When we get home I grab a granola bar and hurry upstairs to my room and drop my bag by the door, it's resting place. I check the time, 3:37, still a while till Mark gets out of school. "I'll just take a nap, hoping I can get some decent rest after that nightmare last night." I think to myself while I change into sweats and a tank out of my dress and heels. I grab my purse on the way to my window seat, digging through it and finding my phone, plugging it in to the charger next to me. I switch it on, noticing my texts. I have 13, 2 from my best friend, Lanni, whos a sophomore, probably wondering if I found all my classes, 1 from mark, most likely from during lunch, reminding how much he loves me, 4 from my brother, wondering how today went, and 6 from my mom desperately trying to find me after school. I sink down in the cushions and blankets I have on the wooden box under my window and doze off fairly quickly.
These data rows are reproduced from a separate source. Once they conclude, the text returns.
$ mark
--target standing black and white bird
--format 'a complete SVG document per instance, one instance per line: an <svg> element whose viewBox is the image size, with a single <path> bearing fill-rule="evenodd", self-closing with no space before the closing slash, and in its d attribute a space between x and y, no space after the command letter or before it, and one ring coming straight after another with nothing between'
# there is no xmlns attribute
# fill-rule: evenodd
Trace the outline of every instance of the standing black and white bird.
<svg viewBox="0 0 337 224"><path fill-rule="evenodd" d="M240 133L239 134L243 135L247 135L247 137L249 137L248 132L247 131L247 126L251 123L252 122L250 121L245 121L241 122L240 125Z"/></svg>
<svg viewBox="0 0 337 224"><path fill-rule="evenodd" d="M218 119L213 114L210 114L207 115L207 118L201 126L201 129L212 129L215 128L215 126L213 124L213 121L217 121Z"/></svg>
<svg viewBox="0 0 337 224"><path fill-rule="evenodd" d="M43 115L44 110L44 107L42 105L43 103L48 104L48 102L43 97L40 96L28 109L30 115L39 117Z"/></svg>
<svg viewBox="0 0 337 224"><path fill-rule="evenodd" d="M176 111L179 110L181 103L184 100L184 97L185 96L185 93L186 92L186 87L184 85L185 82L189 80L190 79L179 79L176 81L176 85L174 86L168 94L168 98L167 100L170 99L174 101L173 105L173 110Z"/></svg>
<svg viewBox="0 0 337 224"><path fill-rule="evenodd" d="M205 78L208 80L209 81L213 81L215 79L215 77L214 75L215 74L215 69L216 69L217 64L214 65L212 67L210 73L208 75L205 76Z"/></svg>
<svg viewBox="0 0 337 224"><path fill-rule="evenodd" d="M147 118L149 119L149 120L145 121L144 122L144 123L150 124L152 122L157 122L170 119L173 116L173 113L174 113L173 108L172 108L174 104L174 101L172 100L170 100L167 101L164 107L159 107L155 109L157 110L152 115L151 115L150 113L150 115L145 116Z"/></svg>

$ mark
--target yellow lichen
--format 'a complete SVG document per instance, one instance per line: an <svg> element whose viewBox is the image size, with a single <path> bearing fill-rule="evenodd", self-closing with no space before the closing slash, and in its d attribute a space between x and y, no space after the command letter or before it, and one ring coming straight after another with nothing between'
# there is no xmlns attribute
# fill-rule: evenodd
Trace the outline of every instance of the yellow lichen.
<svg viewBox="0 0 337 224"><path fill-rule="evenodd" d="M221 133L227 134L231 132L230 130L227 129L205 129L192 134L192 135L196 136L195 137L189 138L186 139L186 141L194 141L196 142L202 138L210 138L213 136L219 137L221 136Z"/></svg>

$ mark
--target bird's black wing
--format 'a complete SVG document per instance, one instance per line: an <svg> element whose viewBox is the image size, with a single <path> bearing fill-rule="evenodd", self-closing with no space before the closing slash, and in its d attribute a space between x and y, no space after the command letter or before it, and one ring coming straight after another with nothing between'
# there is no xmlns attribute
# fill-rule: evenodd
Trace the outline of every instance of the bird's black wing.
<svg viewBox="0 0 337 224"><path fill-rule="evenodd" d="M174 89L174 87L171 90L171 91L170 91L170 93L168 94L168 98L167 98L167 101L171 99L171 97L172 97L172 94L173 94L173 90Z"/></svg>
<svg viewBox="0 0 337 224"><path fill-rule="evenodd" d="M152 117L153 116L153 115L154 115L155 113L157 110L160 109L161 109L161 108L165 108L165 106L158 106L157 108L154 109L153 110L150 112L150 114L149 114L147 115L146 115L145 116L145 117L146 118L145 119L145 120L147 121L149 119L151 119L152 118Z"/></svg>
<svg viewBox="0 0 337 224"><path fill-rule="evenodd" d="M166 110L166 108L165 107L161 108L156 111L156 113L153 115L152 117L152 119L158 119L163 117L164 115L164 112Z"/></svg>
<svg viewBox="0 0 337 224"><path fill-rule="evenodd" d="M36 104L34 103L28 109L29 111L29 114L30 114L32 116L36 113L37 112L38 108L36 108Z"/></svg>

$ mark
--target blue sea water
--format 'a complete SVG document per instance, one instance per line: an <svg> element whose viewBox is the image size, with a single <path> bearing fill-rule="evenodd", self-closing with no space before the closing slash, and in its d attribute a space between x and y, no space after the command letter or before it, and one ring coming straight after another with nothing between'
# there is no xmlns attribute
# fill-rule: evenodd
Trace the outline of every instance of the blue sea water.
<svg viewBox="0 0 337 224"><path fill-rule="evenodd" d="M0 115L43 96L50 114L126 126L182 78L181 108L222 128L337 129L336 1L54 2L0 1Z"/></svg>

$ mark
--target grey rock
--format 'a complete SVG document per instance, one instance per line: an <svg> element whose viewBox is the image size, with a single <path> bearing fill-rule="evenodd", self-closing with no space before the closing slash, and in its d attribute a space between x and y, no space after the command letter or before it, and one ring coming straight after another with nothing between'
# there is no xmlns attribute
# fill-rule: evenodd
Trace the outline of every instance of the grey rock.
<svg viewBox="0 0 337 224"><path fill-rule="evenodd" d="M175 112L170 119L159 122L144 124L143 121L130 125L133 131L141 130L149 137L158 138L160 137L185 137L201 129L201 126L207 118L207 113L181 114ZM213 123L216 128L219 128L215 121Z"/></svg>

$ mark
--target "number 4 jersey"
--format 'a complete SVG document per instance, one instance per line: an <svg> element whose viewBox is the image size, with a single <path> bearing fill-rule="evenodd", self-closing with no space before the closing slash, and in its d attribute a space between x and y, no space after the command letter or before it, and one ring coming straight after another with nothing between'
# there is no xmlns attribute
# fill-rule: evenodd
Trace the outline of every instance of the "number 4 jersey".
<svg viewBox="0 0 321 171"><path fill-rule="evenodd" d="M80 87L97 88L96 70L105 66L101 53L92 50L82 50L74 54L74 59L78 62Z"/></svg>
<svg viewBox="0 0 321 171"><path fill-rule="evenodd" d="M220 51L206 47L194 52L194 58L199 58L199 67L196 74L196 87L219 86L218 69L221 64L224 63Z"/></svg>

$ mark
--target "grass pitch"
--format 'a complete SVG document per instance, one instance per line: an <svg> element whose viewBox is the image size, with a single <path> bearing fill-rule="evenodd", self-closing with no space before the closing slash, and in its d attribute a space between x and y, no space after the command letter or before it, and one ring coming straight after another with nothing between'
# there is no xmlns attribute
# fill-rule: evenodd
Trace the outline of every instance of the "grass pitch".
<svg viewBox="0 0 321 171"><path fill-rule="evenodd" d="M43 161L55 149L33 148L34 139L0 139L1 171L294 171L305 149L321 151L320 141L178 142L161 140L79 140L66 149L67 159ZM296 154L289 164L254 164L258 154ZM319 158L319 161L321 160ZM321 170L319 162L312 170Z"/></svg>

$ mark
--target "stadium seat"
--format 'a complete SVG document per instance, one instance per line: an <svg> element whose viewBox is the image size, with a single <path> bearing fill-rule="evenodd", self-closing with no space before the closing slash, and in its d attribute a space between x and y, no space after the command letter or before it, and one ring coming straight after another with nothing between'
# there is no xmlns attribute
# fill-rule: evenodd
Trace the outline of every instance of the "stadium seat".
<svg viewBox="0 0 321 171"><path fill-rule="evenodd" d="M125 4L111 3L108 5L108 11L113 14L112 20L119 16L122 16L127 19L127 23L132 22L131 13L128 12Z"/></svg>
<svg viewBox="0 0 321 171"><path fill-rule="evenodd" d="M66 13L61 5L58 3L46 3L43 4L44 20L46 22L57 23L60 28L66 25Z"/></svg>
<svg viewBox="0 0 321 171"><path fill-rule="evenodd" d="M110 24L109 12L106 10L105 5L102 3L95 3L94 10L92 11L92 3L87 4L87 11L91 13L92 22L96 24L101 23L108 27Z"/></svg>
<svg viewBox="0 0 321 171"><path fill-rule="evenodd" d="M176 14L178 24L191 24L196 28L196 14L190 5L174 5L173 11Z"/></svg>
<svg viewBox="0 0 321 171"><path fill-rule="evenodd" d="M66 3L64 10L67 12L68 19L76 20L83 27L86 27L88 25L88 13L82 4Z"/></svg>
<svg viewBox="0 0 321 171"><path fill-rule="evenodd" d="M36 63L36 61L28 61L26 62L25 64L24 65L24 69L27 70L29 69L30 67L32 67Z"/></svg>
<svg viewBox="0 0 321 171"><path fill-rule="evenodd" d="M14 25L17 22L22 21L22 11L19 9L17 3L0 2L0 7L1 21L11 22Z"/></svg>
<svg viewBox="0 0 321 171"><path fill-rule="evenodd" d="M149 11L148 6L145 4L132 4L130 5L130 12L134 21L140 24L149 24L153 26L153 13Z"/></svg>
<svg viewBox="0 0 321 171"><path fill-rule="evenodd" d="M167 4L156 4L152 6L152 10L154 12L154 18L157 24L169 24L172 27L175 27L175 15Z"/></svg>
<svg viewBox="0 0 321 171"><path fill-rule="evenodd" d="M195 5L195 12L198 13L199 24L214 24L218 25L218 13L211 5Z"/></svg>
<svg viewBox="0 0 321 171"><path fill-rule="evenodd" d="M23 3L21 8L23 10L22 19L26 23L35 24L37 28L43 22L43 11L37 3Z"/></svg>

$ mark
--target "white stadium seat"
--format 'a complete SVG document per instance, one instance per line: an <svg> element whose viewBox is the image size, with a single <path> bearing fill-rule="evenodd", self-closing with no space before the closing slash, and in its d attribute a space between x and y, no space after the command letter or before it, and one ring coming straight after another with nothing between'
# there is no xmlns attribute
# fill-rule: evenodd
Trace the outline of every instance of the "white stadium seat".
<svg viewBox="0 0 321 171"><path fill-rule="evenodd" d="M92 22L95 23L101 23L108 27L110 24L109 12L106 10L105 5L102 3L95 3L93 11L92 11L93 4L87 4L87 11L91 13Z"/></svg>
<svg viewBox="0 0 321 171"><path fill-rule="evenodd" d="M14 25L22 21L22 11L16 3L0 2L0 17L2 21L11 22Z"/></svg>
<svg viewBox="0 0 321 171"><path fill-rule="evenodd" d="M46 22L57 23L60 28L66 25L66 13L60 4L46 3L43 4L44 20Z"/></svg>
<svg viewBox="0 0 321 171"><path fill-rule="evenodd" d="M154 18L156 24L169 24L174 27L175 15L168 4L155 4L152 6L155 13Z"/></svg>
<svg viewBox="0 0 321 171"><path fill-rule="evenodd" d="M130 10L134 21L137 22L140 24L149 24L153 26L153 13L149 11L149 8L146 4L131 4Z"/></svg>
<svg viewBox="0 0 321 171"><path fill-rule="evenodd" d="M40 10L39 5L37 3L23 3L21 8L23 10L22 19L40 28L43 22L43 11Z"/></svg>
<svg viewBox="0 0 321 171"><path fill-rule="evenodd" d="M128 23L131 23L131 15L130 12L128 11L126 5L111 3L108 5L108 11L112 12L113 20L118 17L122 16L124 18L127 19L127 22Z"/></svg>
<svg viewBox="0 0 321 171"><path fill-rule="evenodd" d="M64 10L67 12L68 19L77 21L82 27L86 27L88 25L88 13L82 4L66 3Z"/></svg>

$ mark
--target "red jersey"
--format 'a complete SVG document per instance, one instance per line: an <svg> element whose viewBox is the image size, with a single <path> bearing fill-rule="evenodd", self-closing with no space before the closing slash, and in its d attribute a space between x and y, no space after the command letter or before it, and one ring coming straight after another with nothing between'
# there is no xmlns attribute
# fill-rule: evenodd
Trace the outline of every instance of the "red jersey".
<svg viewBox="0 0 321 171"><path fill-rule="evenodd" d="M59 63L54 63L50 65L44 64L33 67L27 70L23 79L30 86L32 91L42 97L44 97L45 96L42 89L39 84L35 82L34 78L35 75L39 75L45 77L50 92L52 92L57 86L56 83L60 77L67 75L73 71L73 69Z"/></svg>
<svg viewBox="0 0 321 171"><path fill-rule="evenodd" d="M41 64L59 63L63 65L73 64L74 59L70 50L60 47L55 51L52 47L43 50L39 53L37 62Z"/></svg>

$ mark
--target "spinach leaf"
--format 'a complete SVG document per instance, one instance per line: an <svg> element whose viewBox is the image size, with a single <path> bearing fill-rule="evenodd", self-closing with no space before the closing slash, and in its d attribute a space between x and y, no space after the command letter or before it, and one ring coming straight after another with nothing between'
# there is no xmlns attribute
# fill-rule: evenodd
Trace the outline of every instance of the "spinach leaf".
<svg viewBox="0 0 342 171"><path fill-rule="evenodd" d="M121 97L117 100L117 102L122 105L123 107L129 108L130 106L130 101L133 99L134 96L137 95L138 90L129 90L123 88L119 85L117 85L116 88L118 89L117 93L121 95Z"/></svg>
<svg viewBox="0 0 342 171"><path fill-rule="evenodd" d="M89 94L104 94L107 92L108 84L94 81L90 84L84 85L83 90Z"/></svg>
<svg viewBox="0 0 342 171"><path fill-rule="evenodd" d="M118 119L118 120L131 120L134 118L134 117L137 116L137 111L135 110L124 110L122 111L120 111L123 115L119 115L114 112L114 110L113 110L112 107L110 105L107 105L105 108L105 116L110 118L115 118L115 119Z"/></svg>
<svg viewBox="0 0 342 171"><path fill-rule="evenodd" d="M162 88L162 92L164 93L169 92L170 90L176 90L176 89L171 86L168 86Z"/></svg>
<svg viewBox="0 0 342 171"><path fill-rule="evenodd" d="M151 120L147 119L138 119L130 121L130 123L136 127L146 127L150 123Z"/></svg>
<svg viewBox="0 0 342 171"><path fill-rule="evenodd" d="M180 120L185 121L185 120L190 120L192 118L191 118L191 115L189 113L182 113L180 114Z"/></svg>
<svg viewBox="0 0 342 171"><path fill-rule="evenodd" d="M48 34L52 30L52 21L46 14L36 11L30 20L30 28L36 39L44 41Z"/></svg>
*^*^*^*^*^*^*^*^*^*^*^*^*^*^*^*^*^*^*^*
She comes out of the bushes, the features of her child-like like body and face striking. Her hair is the blackest I have ever seen, her gold eyes and high cheekbones a sharp contrast. She lunges at me, but what hit me isn't this seemingly petite girl, it is a little large wolflike creature, something I had grown up thinking was a myth. I recognize it from my hours of study on them, the lychens. She knocks me to the ground but before she can get her bulky black figure on top of me, I am too and in wolf form. I stand up, shaking my white fur, my silver eyes flashing in rage. I charge her at her, snapping the back of her neck in between my razor-sharp teeth and hurl her into the trees, listening to her yelp as she's chased away by my pack, my family. Another victory…
I jolt awake when my mom shakes me, saying it is 10 minutes after I need to have left for church. I Sprint around throwing on some jeans and a T-shirt and grab my phone off the charger and my e-reader, which has my Bible on it. When I get in the car I look at my phone, seeing 4 new texts from Lanni and 6 from Mark, the last one wondering if I am okay and if I am mad at him. I wonder to myself what I could be mad about and make a mental note to call him after I get home.
All through youth group I can't get that dream out of my head. I am completely zoned out. Who was that girl? It all seemed so real, so vivid like I had actually taken the blow, the breath knocked out of me and my shoulder hitting the tree. I rub my shoulder, I'm even sore. I had felt myself change within my dream, becoming bulkier, stronger, more powerful. I am overly confused and dazed. It isn't too long and my youth leader says we are dismissed. I grab my stuff and go outside, enjoying the fact that even though it is 7:45, the sun hasn't set yet. I rush out into the trees and to the creek behind the church. On a normal occasion I love coming down here, it's normally beautiful and peaceful. But tonight it is eerie. Every few seconds I glance around, I feel as though I am being watched.